Python Rocks! and other rants

2005-03-01 06:48:16

Python and Unicode

Python has extensive support for Unicode data. Two issues that are not well documented elsewhere are the handling of non-Ascii characters in the Python interpreter, and use of the default system encoding. I cover those here.

For more general information about Python and Unicode see the references.

Unicode in the Python interpreter

Understanding the console encoding

Characters that you type at the interpreter prompt, or in response to a call to input() or raw_input(), are entered in the encoding of sys.stdin. Printed characters are interpreted using the encoding of sys.stdout. You can find out what these encodings are by looking at sys.stdin.encoding and sys.stdout.encoding.

In IDLE on Windows, the input and output encodings are both Cp1252, a superset of Latin-1:

>>> import sys
>>> sys.stdin.encoding
'cp1252'
>>> sys.stdout.encoding
'cp1252'

Under Windows, the DOS console normally uses Cp437:

>>> import sys
>>> sys.stdout.encoding
'cp437'
>>> sys.stdin.encoding
'cp437'

The use of Cp437 can cause problems. For example:

>>> 'ä'
'\x84'

This is correct; the code point for ä in Cp437 is \x84. But consider:

>>> u'ä'
u'\x84'

The Unicode string is also set to a value of \x84! The correct Unicode code point is \xe4!

Setting the console encoding

You can change the encoding used by the DOS console using the chcp command. For example:

D:>chcp 1252
Active code page: 1252

D:>python
Python 2.3.4 (#53, May 25 2004, 21:17:02) [MSC v.1200 32 bit (Intel)] on win32
Type "help", "copyright", "credits" or "license" for more information.
>>> 'ä'
'\xe4'
>>> u'ä'
u'\xe4'

Since Unicode is a superset of Latin-1, the Unicode string now has the correct value.

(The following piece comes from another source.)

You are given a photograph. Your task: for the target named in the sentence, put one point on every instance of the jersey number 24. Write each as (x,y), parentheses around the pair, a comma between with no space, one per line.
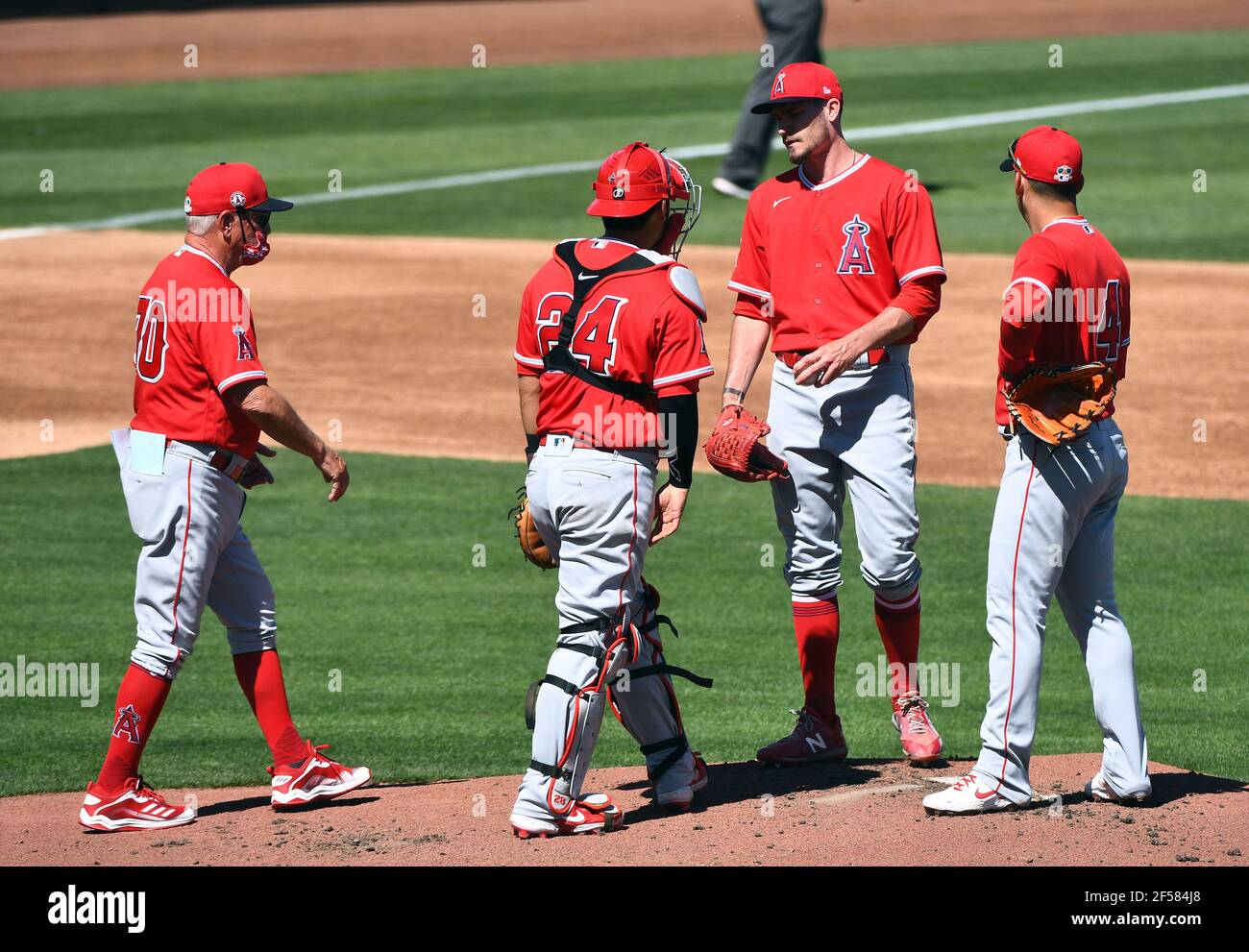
(594,339)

The default system encoding

Converting between Unicode and 8-bit strings

The string method decode() converts from an 8-bit string to a Unicode string. For example in a DOS console we can convert a string from Cp437 to Unicode like this:

>>> 'ä'.decode('cp437')
u'\xe4'

The inverse operation is the Unicode string method encode():

>>> u'\xe4'.encode('cp437')
'\x84'
>>> print u'\xe4'.encode('cp437')
ä

How do you remember which is which? I think of Unicode as the 'master' - it is pure, unencoded character data :-). To convert to any other representation, it must be encoded. Conversely, any encoded characters must be decoded into Unicode. Of course Unicode is really just another encoding, but I find this a useful mnemonic.

If no encoding is specified, a default encoding is used. The default encoding is normally ascii:

>>> import sys
>>> sys.getdefaultencoding()
'ascii'

The default encoding is used when an 8-bit string is implicitly converted to a Unicode string, and when a Unicode string is implicitly converted to an 8-bit string. The ascii codec only allows values in the range 0-127. This can cause some surprises:

>>> u=u'ä'
>>> u
u'\xe4'
>>> print u
ä
>>> str(u)
Traceback (most recent call last):
  File "<stdin>", line 1, in ?
UnicodeEncodeError: 'ascii' codec can't encode character u'\xe4' in position 0: ordinal not in range(128)
>>> a='ä'
>>> u+a
Traceback (most recent call last):
  File "<stdin>", line 1, in ?
UnicodeDecodeError: 'ascii' codec can't decode byte 0xe4 in position 0: ordinal not in range(128)

You can change the default encoding by creating a file called sitecustomize.py in the directory Python/Lib/site-packages. The file should contain

import sys
sys.setdefaultencoding('latin-1')

(or whatever default encoding you want to use.) With the default encoding set to latin-1 and using the IDLE shell, I can do this:

>>> u=u'ä'
>>> u
u'\xe4'
>>> a='ä'
>>> a
'\xe4'
>>> u+a
u'\xe4\xe4'
>>> print u
ä
>>> print a
ä
>>> unicode(a)
u'\xe4'

In a DOS shell with the default encoding set to Cp437, you can see clearly that should avoid non-Ascii data in Unicode strings:

>>> a='ä'
>>> u=u'ä'
>>> u+a
u'\x84\xe4'

u+a converts a to the correct unicode value; the result has two different codes! So if your console is set to an encoding other than Latin-1, you are better off using hexadecimal values or explicit unicode values for your unicode strings, e.g.:

>>> u'\N{LATIN SMALL LETTER A WITH DIAERESIS}'
u'\xe4'

Other references

There is a lot more to Python's Unicode support than I have covered here; I am just trying to fill in some of the cracks. For more information, see one of these references:

The Absolute Minimum Every Software Developer Absolutely, Positively Must Know About Unicode and Character Sets (No Excuses!) (Joel Spolsky)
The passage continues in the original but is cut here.